TRAVERSE CITY — Traverse City’s Safe Routes to School program kicked off infrastructure improvements to better provide students safe commutes and to encourage physical activity.

A $2 million-plus grant awarded the City thru the Michigan Department of Transportation, along with $97,500 in local matching dollars, funds upgrades to 3.5 miles of sidewalks and bike lanes surrounding 10 Traverse City K-8 public and parochial schools.

Walking or biking to school was once the primary mode of transportation for students attending neighborhood schools, according to city reports. But only 56 percent of today’s students living within 1.4 miles of their school travel independently.

Central Grade School principal Toby Tisdale said among the Seventh Street school’s nearly 600 students a higher percentage of students receive transportation from parents than travel independently. The SRTS project opens access.

“For some, there are streets that don’t have sidewalks,” Tisdale said. “A lot of the missing pieces will be filled in and help students get to school safely.”

The project has been in development since 2016.

Upgrades focus on sidewalk expansion, bike lanes, traffic calming, crosswalk improvements and signage. There is no cost to most property owners and no street closures are expected during construction periods.

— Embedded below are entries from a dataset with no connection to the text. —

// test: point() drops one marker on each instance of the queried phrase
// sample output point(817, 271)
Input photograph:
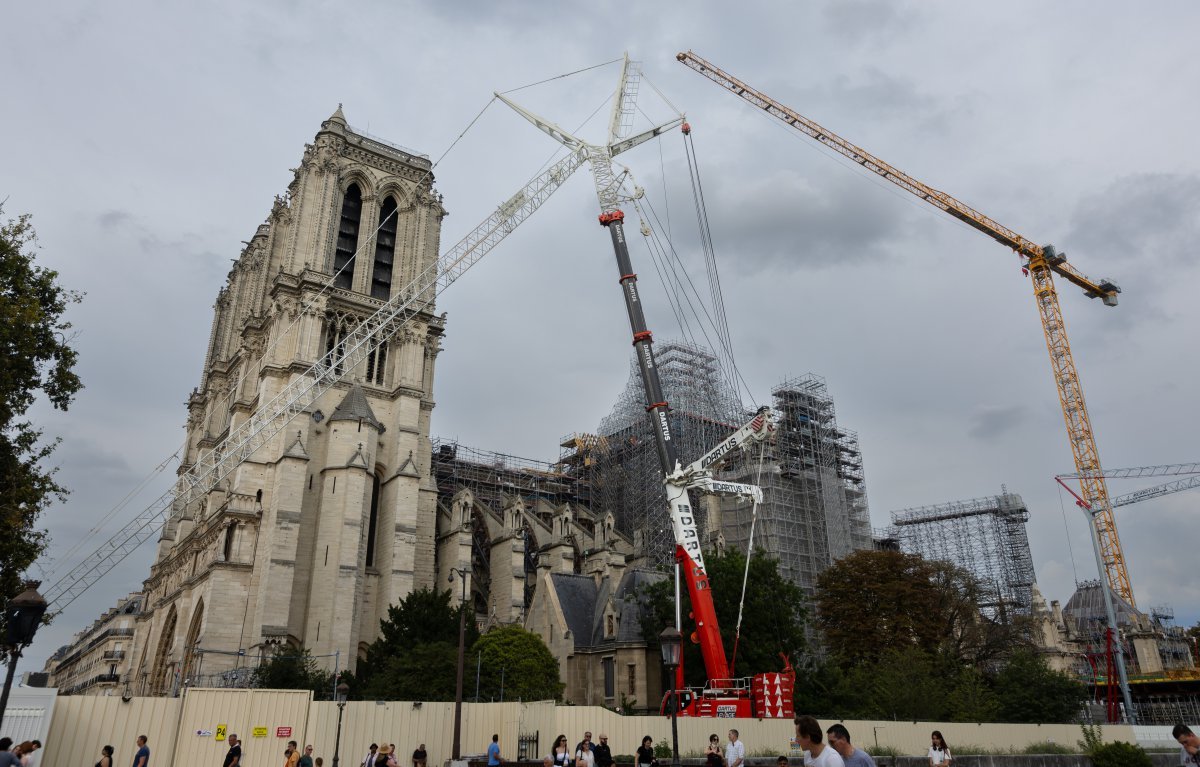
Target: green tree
point(873, 603)
point(774, 615)
point(417, 653)
point(1030, 690)
point(37, 359)
point(517, 665)
point(291, 669)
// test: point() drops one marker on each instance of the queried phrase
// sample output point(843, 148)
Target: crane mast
point(1042, 263)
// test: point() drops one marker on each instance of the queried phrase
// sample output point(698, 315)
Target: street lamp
point(455, 754)
point(671, 643)
point(22, 617)
point(343, 689)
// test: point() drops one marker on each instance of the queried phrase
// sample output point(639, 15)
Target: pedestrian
point(587, 738)
point(603, 753)
point(736, 751)
point(292, 754)
point(809, 736)
point(646, 753)
point(7, 759)
point(585, 757)
point(939, 751)
point(838, 737)
point(1189, 744)
point(713, 751)
point(142, 759)
point(233, 756)
point(559, 753)
point(493, 751)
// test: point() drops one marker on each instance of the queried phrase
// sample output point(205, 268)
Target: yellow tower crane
point(1043, 262)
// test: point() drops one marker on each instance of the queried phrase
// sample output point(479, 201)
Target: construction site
point(310, 468)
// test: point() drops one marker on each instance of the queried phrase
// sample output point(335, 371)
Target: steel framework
point(985, 537)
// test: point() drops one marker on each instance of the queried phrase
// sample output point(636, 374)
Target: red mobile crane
point(765, 695)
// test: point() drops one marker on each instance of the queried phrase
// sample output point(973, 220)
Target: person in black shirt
point(646, 753)
point(233, 756)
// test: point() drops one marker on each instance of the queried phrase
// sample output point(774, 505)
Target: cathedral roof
point(355, 407)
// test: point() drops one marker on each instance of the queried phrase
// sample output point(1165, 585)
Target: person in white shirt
point(736, 751)
point(808, 735)
point(838, 737)
point(939, 751)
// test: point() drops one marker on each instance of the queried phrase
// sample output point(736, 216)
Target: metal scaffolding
point(983, 535)
point(814, 508)
point(814, 505)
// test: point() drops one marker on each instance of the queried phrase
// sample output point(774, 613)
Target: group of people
point(385, 755)
point(21, 755)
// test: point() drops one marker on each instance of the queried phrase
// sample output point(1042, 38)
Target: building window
point(377, 363)
point(385, 250)
point(347, 238)
point(335, 343)
point(373, 520)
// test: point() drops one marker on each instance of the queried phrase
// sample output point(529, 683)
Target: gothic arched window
point(347, 238)
point(385, 250)
point(373, 520)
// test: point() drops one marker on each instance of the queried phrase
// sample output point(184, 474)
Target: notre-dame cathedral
point(310, 540)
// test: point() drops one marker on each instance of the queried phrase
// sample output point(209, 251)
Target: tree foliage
point(773, 623)
point(37, 360)
point(1030, 690)
point(417, 654)
point(515, 664)
point(874, 603)
point(291, 669)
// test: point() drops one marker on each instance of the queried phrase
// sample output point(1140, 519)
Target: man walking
point(808, 735)
point(736, 751)
point(603, 754)
point(839, 741)
point(142, 759)
point(493, 751)
point(233, 756)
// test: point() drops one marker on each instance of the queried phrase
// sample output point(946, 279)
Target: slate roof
point(583, 605)
point(354, 406)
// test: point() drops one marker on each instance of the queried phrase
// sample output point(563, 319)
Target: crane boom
point(273, 417)
point(1043, 263)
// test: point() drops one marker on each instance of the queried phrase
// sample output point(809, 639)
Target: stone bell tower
point(311, 539)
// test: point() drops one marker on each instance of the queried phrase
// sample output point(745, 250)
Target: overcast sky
point(148, 141)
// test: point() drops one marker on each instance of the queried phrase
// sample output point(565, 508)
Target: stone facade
point(96, 660)
point(311, 539)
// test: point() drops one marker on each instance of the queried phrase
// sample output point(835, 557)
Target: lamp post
point(456, 751)
point(671, 643)
point(22, 616)
point(343, 689)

Four school districts collaborated to identify areas that would meet SRTS goals.They include Traverse City Public Schools, Grand Traverse Area Catholic Schools, Traverse Bay Area Intermediate School District and Traverse City Trinity Lutheran.

“It’s the first time all the school districts came together for a public project,” said Norte Executive Director Ty Schmidt.

Norte, a nonprofit dedicated to encouraging youth biking and physical activity,along with TART Trails and other community stakeholders, helped forward the project.

Norte involved students, parents and staff in walking audits around school neighborhoods to identify safety hazards, provide first-hand experiences of safety problems, ascertain solutions and build community awareness and support for SRTS.

The SRTS project is about more than the construction pieces, Schmidt explained. It’s about the culture of getting around, the sense of knowing where you are and strengthening the social fabric.

“Integrating movement into ordinary life used to be the norm. Somewhere we lost that,” Schmidt said. He added, “This is transformational.”

City staff designed SRTS upgrades. The project’s first target for improvement is the area surrounding Eastern Elementary School on Eastern Avenue.

City Planning Director Shawn Winter said all work is expected to be completed by early fall.

“There’s a play and recreation aspect, as well as building community,” he pointed out.

The SRTS project aligns with the City’s multi-million-dollar equity-based sidewalk gap and infill project begun in 2018.

The initiative involves upgrades across more than 10 miles. Traverse Heights neighborhood, underserved with pedestrian connectivity, is a primary beneficiary. A fall completion date is expected.

“It’s an important step in increasing safe and equitable transportation in the city,”Winter said.

The city has worked toward implementing sidewalk goals set by the City Commission in 2011.

Both initiatives support the City of Traverse City’s Complete Streets Policy which facilitates safe and convenient access for all legal road users, including pedestrians.